La querella del abogado de Puigdemont por Pegasus corresponde a una jueza que estuvo en Interior con el PP
2
Se lee en minutos

La lista de juzgados en los que se jugará la ofensiva judicial por el espionaje sufrido a través de Pegasus sigue aumentando. El decanato de los juzgados madrileños ha remitido al Juzgado de Instrucción número 29 de Madrid la querella presentada por el abogado Gonzalo Boye por los al menos 19 ataques que sufrió entre enero y mayo de 2020 y el 31 de octubre de ese mismo año, informaron a El Periódico de Catalunya fuentes jurídicas.

Las actuaciones se han asignado por reparto a través del sistema informático por el que se rigen los juzgados madrileños ubicados en Plaza de Castilla.
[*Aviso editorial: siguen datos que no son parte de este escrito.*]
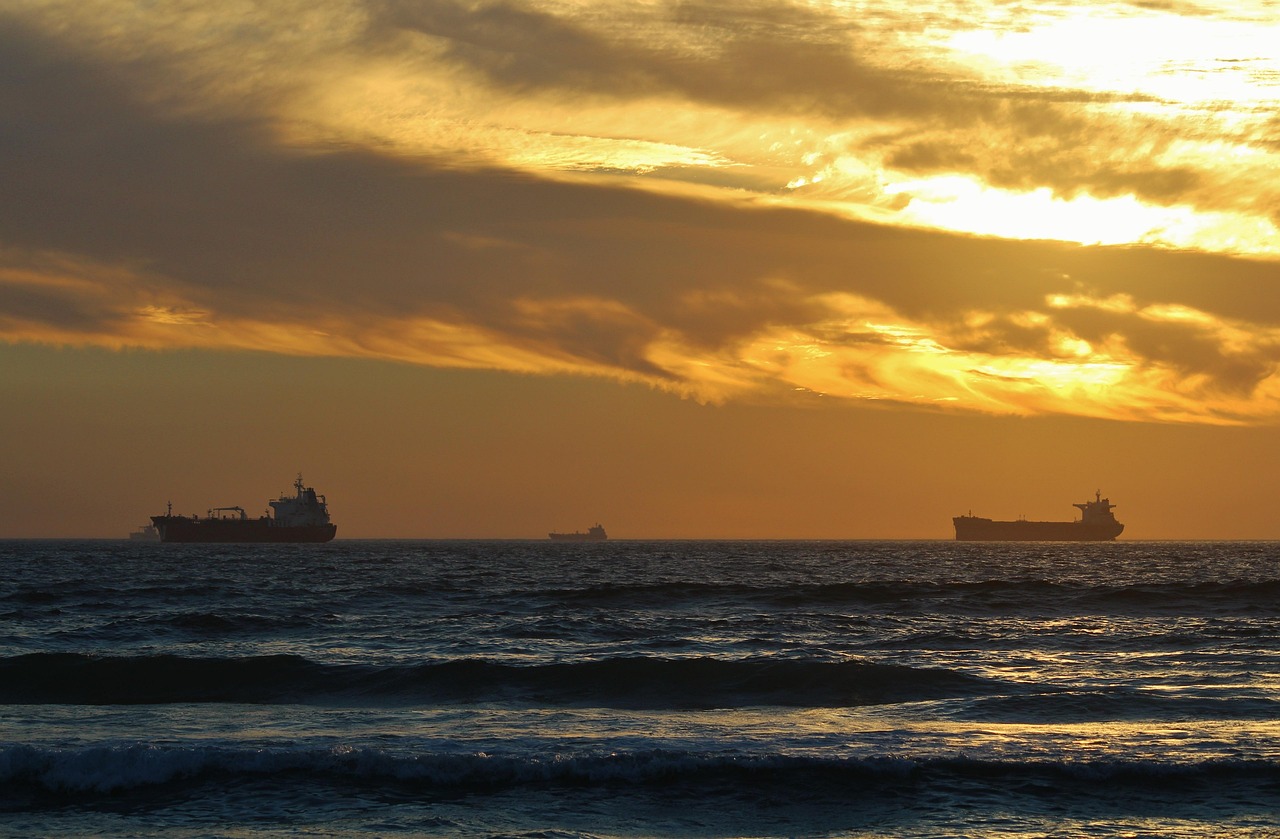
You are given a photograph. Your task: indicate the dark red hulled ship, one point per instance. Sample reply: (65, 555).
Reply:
(304, 518)
(1096, 524)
La titular del juzgado 29 es Cristina Díaz Márquez, que fue portavoz regional de la Asociación Profesional de la Magistratura y tenido algunos cargos de carácter técnico con Gobiernos del PP.

Según consta en el currículum que en su día hizo público el Ministerio del Interior, el 14 de febrero de 2012 es nombrada directora general de Política Interior, cargo que ocupó hasta el 29 de julio de 2015, cuando fue nombrada directora general de Seguridad de la Comunidad de Madrid, bajo la presidencia de Cristina Cifuentes.

El 4 de noviembre de ese mismo año pasó a asumir la titularidad de la Dirección General de Justicia y Seguridad hasta que el 3 de febrero de 2017 volvió a ser nombrada directora general de Política Interior en el Ministerio del Interior, cargo del que fue cesada por el actual ministro, Fernando Grande-Marlaska.

La magistrada, que aún no ha tomado ninguna decisión sobre las actuaciones, previsiblemente tendrá ahora que solicitar informe al fiscal para después pronunciarse sobre la admisión a trámite de la querella, diligencia que es prácticamente obligada cuando se denuncian hechos que son constitutivos de delito.

Boye se querelló por delito de descubrimiento y revelación de secretos contra las empresas israelíes NSO y Q Cyber Technologies, la luxemburguesa Osy Technologies, tres de sus responsables y cuantas personas estén involucradas en la intromisión ilegítima de su teléfono.

A través de Twitter

En el escrito de más de un centenar de páginas asegura haber sido víctima entre enero y mayo del año 2020 de al menos 18 ataques mediante Pegasus, a través de mensajes SMS que contenían un enlace “malicioso”, disfrazado de notificaciones de Twitter relacionadas con supuestos tuits de organizaciones como la oenegé Human Right Watch o el diario 'The Guardian'.

El otro ataque fue el 30 de octubre de ese año, lo que "coincide con relevantes eventos a efectos profesionales del querellante, como letrado en ejercicio", porque 48 horas antes había sido arrestado Josep Lluís Alay", excoordinador de Políticas Internacionales de la Generalitat. De ahí que al secreto de las comunicaciones y al derecho a la intimidad que tiene como cualquier ciudadano, sume el secreto profesional y el derecho de defensa de sus clientes.